As he neared the turn of the harbor, he saw a familiar figure approaching under the lamplights. It was Ian Wadleigh, walking, shambling loosely and wearily, his head down. At the last moment Wadleigh saw him and straightened up sprucely and smiled at him. Wadleigh had grown fat and bulged out of his unpressed clothes. His collar was open to accommodate the thick, flabby throat, and a tie hung, carelessly low and askew, down the rumpled shirt. He needed a haircut, and the uncombed thick hair, going in all directions over the high, bulging forehead, gave him a wild, prophetic air.

“Just the man I wanted to see,” Wadleigh said loudly. “My friend, the boy wonder.” Wadleigh had met Craig when he had just turned thirty. The phrase was now meant to hurt, and it did.

“Hello, Ian,” Craig said. They shook hands. Wadleigh’s palm was sweaty.

“I left a note for you,” Wadleigh said accusingly.
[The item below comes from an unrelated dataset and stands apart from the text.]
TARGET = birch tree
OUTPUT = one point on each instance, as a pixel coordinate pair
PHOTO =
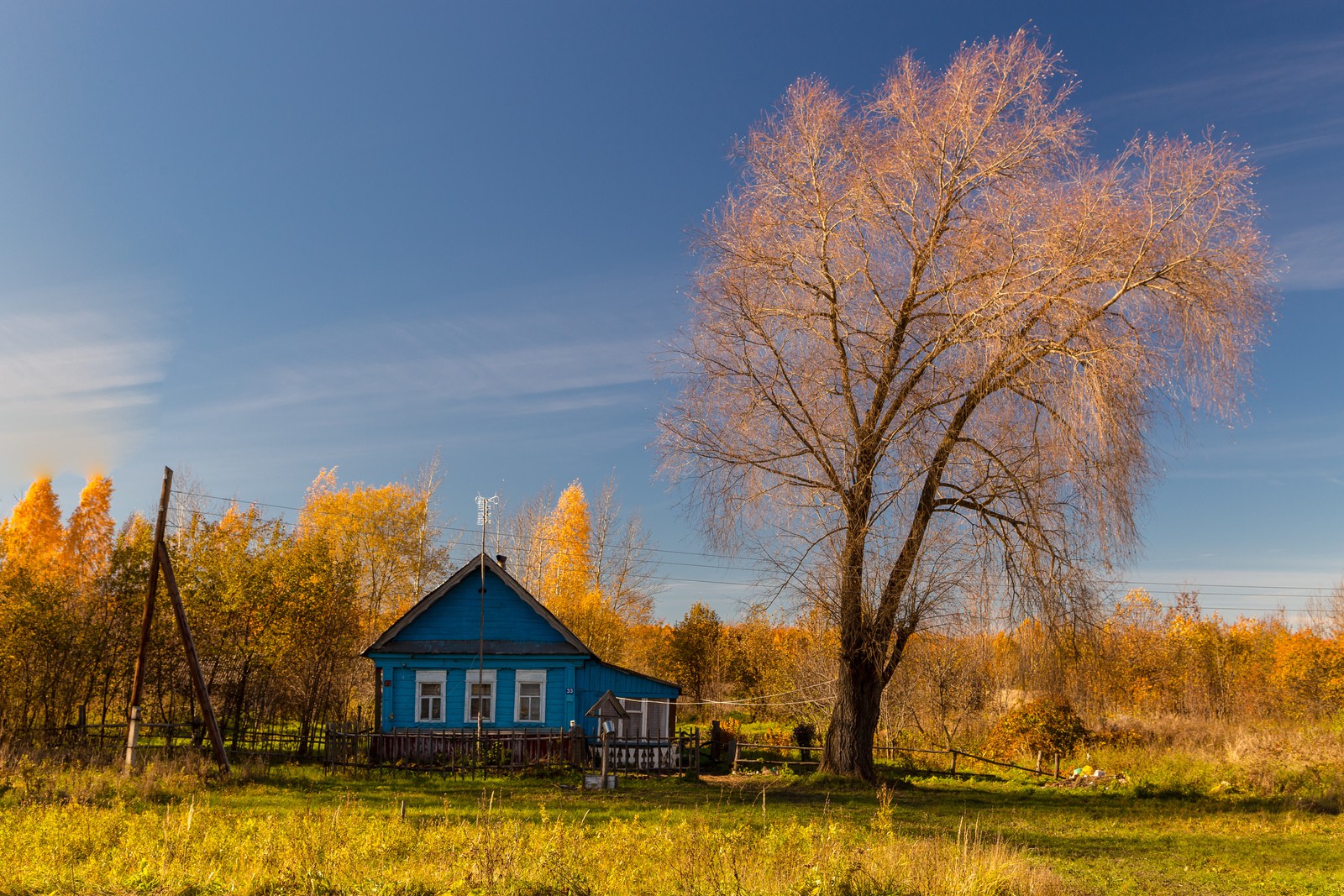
(931, 335)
“I was going to call you tomorrow.”

“Who knows where I’m going to be tomorrow?” Wadleigh’s voice was a little thick. He had been drinking. As usual. He had started to drink when his books had begun to go badly. Or his books had started to go badly when he had begun to drink. The cause and effect of Ian Wadleigh.

“Aren’t you here for the whole festival?” Craig asked.

“I am nowhere for nothing,” Wadleigh said. He was drunker than Craig had first thought. “What are you doing?”

“When?”

“Now.”

“Just taking a walk.”

“Alone?” Wadleigh peered around him suspiciously, as though Craig were hiding some dubious companion among the upturned dories and the fishing equipment on the dark quay.

“Alone,” Craig said.

“The loneliness of the long-distance producer,” Wadleigh said. “I’ll walk with you. Two comrades, veterans of the retreat from Sunset Boulevard.”

“Do you always talk in movie titles, Ian?” Craig asked. He was annoyed by the writer’s assumption that they were linked in disaster.

“The Art of Now,” Wadleigh said. “Print is dead. Read any Canadian philosopher. Lead me to the nearest bar, boy wonder.”

“I’ve had enough to drink for tonight.”

“Lucky man,” Wadleigh said. “Anyway, I’ll walk with you. You’ve got to be going in a better direction than I am.

They walked side by side, Wadleigh self-consciously straight-backed and springy. He had been a handsome man, with bold, lean features, but his face had been destroyed by drink and fat and self-pity. “Tell me all about yourself, boy wonder,” he said. “What are you doing in this shit hole?”